Online advertising – the business model that made Big Tech’s fortune – is under attack. Legislators and regulators on various levels take stabs at the incumbent platforms, with competition or privacy motives. Around the corner is new European legislation such as the ePrivacy-regulation and the Digital Services Act that may further restrict Silicon Valley’s profitable trade in our personal data. Yes, it is called advertising, but personalised ads are of course more like selling personal data making sure the ad is seen by the potentially most profitable eyeballs. Surveillance and privacy violation are the foundation of freenomics, not a side effect. However, other problems may be greater still. (And there is an answer, read on!)
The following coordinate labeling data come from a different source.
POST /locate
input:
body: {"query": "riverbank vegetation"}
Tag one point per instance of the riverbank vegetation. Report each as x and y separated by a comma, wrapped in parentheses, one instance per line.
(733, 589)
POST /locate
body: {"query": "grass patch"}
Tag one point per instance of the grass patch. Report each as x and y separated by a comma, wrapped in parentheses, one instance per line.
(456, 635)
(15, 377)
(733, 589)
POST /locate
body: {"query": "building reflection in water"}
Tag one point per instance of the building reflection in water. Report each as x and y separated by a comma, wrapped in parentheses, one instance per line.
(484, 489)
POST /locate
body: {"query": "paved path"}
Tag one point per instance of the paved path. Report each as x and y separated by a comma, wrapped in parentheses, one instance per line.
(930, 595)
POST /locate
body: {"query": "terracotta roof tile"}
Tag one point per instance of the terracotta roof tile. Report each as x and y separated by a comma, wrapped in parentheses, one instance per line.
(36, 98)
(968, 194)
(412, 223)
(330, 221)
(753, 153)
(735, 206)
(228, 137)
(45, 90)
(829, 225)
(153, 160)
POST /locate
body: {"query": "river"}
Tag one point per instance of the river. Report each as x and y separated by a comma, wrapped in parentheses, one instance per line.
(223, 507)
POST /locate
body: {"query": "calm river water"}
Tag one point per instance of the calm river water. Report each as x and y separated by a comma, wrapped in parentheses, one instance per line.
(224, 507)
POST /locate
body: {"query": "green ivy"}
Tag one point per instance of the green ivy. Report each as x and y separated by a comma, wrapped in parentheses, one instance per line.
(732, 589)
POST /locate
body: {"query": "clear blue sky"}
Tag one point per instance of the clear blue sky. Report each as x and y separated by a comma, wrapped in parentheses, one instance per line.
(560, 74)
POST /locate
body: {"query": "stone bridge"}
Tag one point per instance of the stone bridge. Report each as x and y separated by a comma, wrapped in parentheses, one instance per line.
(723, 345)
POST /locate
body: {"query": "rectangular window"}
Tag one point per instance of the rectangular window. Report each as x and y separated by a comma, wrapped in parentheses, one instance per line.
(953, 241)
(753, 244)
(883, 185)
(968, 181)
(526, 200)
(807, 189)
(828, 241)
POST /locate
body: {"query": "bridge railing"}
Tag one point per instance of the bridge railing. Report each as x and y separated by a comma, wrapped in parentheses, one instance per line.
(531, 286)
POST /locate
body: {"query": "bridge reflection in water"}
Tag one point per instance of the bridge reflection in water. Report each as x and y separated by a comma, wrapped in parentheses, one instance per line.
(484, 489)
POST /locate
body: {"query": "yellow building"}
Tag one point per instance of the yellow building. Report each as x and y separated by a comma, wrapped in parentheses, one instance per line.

Disruptive innovation based on free/ad-based/surveillance economy business models is like the famous cartoon of the man sawing off the branch he sits on. Somebody has to buy the ads the fill the platforms’ bank accounts. As one industry after another is disrupted by those same platforms, other players must arrive to buy the ads. Perhaps new industries can fill the gap but the problem with disruption remains. The advertising model may be time-limited for that reason.
A few years ago, I had the chance to talk to Professor Hal Varian, chief economist at Google and the architect of the AdWords-auction system that provides such a big chunk of Google’s revenue from search ads. He offered a different reason why ads may not live forever: fatigue. Attention is scarce and we want fewer ads rather than more. Then he said “Google may move to paid services” (Netopia has not received enough credit for this scoop, in my humble opinion!)
Regulation, disruption, fatigue… if ads are doomed, must we start paying for e-mail, storage and images sharing? Not so fast, there is a better free. Pioneered by the games industry, the free-to-play or freemium model combines the best of both worlds. Most players play for free, some choose to pay for special features or in-game content. No surveillance, the integrity of the supplier-customer relationship remains intact. Real money from actual consumers. The games industry is hugely successful, expected to grow from 150 Billion dollars in 2019 to more than 250 Billion in 2025 according to forecasts. There is little reason the freemium model could not be applied to other digital offers besides games.
The European policy-makers may take note that the games industry is one of Europe’s few digital champions. Want to find the next digital business model? Look no further.